Our readings today in Exodus and Romans tie together in their reference to the exaltation of Moses, who was now ready to serve God after 40 years of preparation “in the land of Midian”. Moses is now a meek and humble man (Numbers 12:3) – God can now use him.
In Romans 9 Paul notes God’s words to Moses, “‘I will have mercy on whom I have mercy’ … So then it depends not on human will or exertion, but on God who has mercy” (verses 15,16). In our Exodus reading yesterday we saw how God could not use Moses’ own “will and exertion” (2:11-15). Paul drives home the lesson that one cannot deserve, or earn, God’s blessing by their own efforts. All God’s blessings are an expression of His mercy, or grace and therefore it is sad when so many talk about grace as though it is an ever-flowing factor that they can be certain about – regardless of how they behave.

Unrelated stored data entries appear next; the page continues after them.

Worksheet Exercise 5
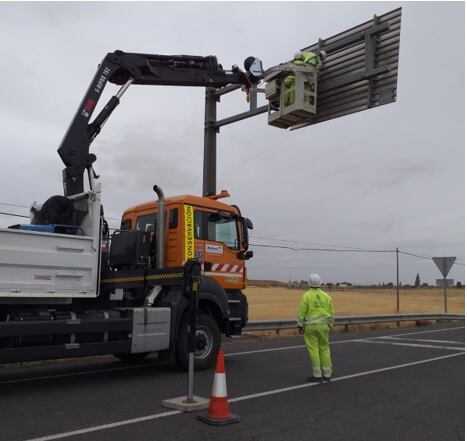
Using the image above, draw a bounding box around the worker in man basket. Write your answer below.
[284,50,326,107]
[297,273,334,383]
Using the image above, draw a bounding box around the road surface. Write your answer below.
[1,323,464,441]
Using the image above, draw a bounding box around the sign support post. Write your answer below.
[161,260,209,412]
[185,259,200,403]
[396,247,400,313]
[443,276,447,313]
[432,257,456,313]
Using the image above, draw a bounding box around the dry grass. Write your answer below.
[245,286,465,320]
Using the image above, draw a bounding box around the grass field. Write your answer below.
[245,287,465,320]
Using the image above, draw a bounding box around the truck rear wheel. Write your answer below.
[176,313,220,371]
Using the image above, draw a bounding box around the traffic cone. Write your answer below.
[196,350,240,425]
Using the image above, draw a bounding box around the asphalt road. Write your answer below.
[1,323,464,441]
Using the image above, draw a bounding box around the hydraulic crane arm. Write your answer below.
[57,50,263,196]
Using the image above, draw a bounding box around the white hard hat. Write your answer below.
[308,273,322,288]
[294,51,303,59]
[319,50,327,60]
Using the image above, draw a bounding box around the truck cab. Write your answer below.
[120,193,253,291]
[110,192,253,345]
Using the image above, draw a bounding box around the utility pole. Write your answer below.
[396,247,400,313]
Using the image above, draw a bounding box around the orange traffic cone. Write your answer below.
[196,350,240,425]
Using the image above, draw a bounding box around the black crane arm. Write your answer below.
[57,50,263,196]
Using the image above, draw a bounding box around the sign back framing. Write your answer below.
[294,7,402,129]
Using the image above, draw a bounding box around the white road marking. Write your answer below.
[373,326,465,338]
[231,352,465,403]
[24,352,465,441]
[224,334,388,357]
[381,337,465,345]
[23,409,182,441]
[225,345,304,357]
[354,339,464,351]
[225,326,465,357]
[2,326,463,385]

Paul’s next point is that “Scripture says to Pharaoh, ‘For this very purpose I have raised you up, that I might show my power in you, and that my name might be proclaimed in all the earth’” (verse 17). This is not the proclamation of God’s actual name, but of God’s reputation that was about to be established by what He did. We will read of this in the next few days with the dramatic deliverance from Egypt of the descendants of Jacob.

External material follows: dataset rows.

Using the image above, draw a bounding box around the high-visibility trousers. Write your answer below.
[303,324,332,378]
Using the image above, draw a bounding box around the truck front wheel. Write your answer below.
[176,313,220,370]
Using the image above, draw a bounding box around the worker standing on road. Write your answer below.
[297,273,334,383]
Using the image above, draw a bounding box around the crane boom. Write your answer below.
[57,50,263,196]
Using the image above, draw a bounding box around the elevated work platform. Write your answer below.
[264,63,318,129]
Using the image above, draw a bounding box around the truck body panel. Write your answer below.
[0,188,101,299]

God’s name is given in Exodus 3 as, “I will be what I will be” (verse 14 – ESV footnote). This means God will ‘make’ His name or reputation, by what is about to happen. “This is my name forever, and thus I am to be remembered throughout all generations” (verse 15). Their deliverance from Egypt became a memorial which all generations would look back to as a foundation for their confidence in God. Thus, when we read Psalm 135 and its praises to the LORD we see the significance of verses 8-13 of the LORD’s name and “renown”. It is fully expressed in Isaiah 63:11-14 how God “led your people to make for yourself a glorious name”. Daniel makes the same point in his impassioned prayer (9:15).
In the same way we look back to the sacrifice and resurrection of our Saviour, and how God made for Himself the name of ‘Father’. We are privileged to call God ‘Father’, but must “hallow” that name. How many are striving to make a name for themselves which Christ will remember when the time comes for him to confess those in his service. In Revelation 3:5, Jesus says, “The one who conquers (him / herself!) … I will confess his name before my Father and before his angels”. Our name that Christ will confess will be achieved in many different ways; for example, to quote James 1:27, “to visit orphans and widows in their affliction, and to keep oneself unstained from the world”.